JVM Metaspace - Classloader memory allocation
- Article link: https://blogs.sap.com/2021/07/16/jep-387-elastic-metaspace-a-new-classroom-for-the-java-virtual-machine/
Commentary:
JEP 387 “Elastic Metaspace” – a new classroom for the Java Virtual Machine
This article discusses one of my favorite topics - Java off-heap memory. Specifically, the metaspace.
Novel Idea:
This article introduces a new way for JVM to allocate memory for the Metaspace, a region of memory that JVM uses to load class objects. In the past, the Metaspace was managed with a slab allocator, but under stressful patterns of class loading and unloading, the slab allocator caused high fragmentation, and its allocation granularity was not tunable. This article, and the corresponding Java feature, enables more robust and elastic management of the Metaspace.
Prior Work:
- https://bugs.openjdk.java.net/browse/JDK-8198423
- https://spring.io/blog/2015/12/10/spring-boot-memory-performance
- http://trustmeiamadeveloper.com/2016/03/18/where-is-my-memory-java/
Content:
Off-Heap Memory and the Metaspace
The JVM manages the following in off-heap:
- Thread stacks
- GC control structures
- Interned Strings
- CDS archives and text segments
- JIT-compiled code (the code cache)
- and many many other things
All these data live outside the Java heap, either in C-Heap or in manually managed mappings. Colloquially named off-heap – or, somewhat more incorrectly, native – memory, the combined size of these regions can surpass that of the heap itself.

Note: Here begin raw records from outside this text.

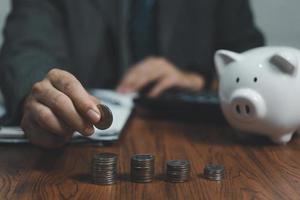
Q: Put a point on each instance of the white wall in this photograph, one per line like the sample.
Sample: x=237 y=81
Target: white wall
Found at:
x=279 y=20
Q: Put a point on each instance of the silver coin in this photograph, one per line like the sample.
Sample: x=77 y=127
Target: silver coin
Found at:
x=106 y=117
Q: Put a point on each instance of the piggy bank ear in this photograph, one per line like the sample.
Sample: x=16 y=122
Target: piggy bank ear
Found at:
x=224 y=58
x=285 y=63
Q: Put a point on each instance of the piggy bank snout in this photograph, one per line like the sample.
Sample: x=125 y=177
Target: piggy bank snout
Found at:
x=247 y=105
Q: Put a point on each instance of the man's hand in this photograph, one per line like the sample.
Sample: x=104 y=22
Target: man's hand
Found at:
x=163 y=73
x=56 y=107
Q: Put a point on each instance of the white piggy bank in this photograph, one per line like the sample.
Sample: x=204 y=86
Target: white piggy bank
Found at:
x=260 y=90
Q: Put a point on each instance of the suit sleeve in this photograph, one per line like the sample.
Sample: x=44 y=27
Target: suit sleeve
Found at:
x=34 y=43
x=236 y=30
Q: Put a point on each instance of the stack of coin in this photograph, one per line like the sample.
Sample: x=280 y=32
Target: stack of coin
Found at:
x=142 y=168
x=104 y=168
x=214 y=172
x=178 y=171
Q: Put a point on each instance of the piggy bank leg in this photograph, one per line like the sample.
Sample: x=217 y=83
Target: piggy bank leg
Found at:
x=282 y=138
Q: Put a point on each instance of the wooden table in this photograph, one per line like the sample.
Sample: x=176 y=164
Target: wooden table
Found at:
x=255 y=169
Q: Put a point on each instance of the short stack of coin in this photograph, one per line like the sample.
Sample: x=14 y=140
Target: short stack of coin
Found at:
x=104 y=168
x=214 y=172
x=142 y=168
x=178 y=171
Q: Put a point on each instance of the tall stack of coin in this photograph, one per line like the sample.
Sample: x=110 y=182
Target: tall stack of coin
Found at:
x=214 y=172
x=104 y=168
x=142 y=168
x=178 y=171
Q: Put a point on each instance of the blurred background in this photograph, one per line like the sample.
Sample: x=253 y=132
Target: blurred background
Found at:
x=278 y=19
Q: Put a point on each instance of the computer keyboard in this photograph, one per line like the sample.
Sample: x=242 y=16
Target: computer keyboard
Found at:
x=200 y=107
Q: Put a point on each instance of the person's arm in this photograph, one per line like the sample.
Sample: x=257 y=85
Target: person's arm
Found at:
x=236 y=29
x=34 y=43
x=50 y=105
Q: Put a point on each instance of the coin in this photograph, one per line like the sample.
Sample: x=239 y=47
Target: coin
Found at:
x=177 y=171
x=214 y=172
x=104 y=168
x=142 y=168
x=106 y=117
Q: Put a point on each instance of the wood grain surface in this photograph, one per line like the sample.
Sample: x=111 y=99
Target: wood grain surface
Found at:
x=255 y=168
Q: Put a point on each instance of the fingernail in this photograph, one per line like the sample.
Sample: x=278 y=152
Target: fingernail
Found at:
x=89 y=130
x=93 y=115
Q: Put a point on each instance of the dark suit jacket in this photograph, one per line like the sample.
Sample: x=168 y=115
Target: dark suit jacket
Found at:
x=89 y=38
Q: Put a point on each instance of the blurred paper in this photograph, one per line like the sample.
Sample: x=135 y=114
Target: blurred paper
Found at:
x=121 y=106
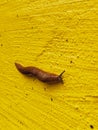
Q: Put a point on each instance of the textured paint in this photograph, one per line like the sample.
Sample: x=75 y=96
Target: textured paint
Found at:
x=53 y=35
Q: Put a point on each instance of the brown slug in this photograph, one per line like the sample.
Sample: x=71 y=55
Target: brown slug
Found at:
x=40 y=74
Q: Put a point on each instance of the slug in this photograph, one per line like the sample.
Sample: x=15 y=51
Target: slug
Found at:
x=40 y=74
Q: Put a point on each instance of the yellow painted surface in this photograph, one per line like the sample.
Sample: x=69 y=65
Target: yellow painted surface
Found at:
x=54 y=35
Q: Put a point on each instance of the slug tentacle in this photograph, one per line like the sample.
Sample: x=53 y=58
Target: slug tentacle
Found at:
x=40 y=74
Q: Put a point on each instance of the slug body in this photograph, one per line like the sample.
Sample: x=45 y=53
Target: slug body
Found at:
x=40 y=74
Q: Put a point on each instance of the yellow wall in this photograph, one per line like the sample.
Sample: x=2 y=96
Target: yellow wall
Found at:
x=54 y=35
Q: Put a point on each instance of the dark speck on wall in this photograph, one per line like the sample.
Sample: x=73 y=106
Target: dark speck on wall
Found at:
x=91 y=126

A java class is removed – unloaded – only if its loading class loader dies. The Java Specification defines this:
“A class or interface may be unloaded if and only if its defining class loader may be reclaimed by the garbage collector ” [5].
Before Java 8: The Permanent Generation
Before Java 8, class metadata lived in PermGen, which was managed by JVM GC. JEP 122 removed the PermGen: two factors coincided, (1) The advent of JRockit JVM, and (2) the Sun-JVM group internal roadmap.
Java 8
JEP 122 shipped with JVM 8. The first Metaspace was implemented with several features:
Better suited for bulk-release data is a so-called Arena Allocator [9]. In its simplest form, an arena is a contiguous region: on each new allocation request, an allocation top pointer is pushed up to make space for the new allocation. This technique is primitive but very fast. It is also very memory-efficient since waste is limited to padding requirements. We pay for this efficiency by not being able to track individual allocations: allocations are not released individually but only as a whole, by scrapping the arena.
The Metaspace is also, in its heart, an arena allocator. Here, an arena is not bound to a thread like a thread stack or a TLAB. Instead, a class loader owns the arena and releases it upon death.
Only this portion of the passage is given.